Sometimes, it’s easy to forget that decades ago, some women never learned to drive. When cars first became commonplace in the early 1900s, women drivers were few. Only during and after World War II did more and more American women learn to drive and embrace it. Now, women drivers are as common as male motorists. Yet, women drivers face increased risks of suffering injuries or dying in car accidents. Why is that though?
Women drivers and accident injury risks
According to a new study from the Insurance Institute for Highway Safety, here are some reasons that women face a greater risk of suffering an injury or death in a car crash:
- Women are more likely to drive smaller vehicles. When examining crash data from 1998-2015, IIHS discovered that in police-reported car accidents, 70% of women were in passenger cars while only 60% of men were. Also, 20% of men were in pickups while only 5% of women were. When you are in a smaller vehicle, you are more likely to sustain an injury in an accident with a larger vehicle because of the force involved.
- On average, women are shorter than men, forcing them to sit closer to the steering wheel and dash. This position puts them more at risk for suffering leg and chest injuries in a crash.

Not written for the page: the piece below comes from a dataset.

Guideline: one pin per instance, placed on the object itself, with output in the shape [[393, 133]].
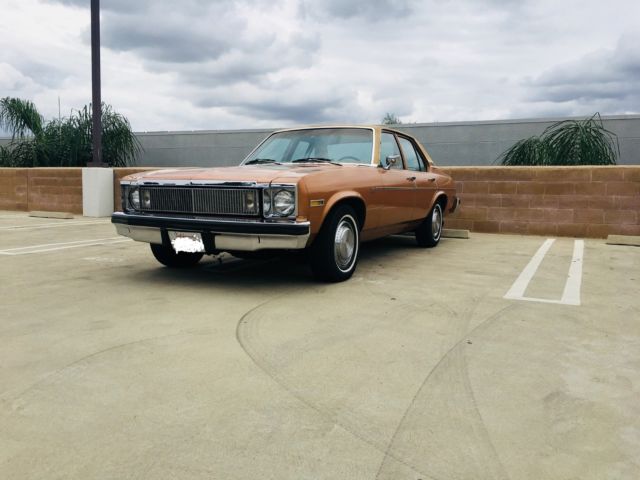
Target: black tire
[[430, 230], [334, 253], [168, 257]]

- Men are more likely to cause rear-end accidents and front-to-side (T-bone) accidents. When a driver causes those types of crashes, the driver is less likely to suffer an injury.
- Auto designs have safety features that accommodate for the size of men more than women. In fact, most U.S. crash testing is done without a female-sized crash test dummy in the driver’s seat.
Safe driving tips
For men and women drivers both, the best ways to reduce your risks of being involved in a car accident are to:
- Avoid distracted driving.
- Avoid drinking and driving.
- Always wear your seatbelt.
- Follow the speed limit. The National Highway Safety and Traffic Administration reports that 10,000 vehicle accident fatalities a year are the result of speeding.
- Don’t follow other vehicles too closely. Allow for one car length of space between your vehicle and the one in front of it for every 10 miles per hour of the speed limit. For example, you should have five car lengths of space between you and the car in front of you if you are traveling 50 miles per hour.
By following the rules of the road and practicing defensive driving techniques, drivers can greatly reduce their risks of being involved in a devastating crash – whether they are male or female.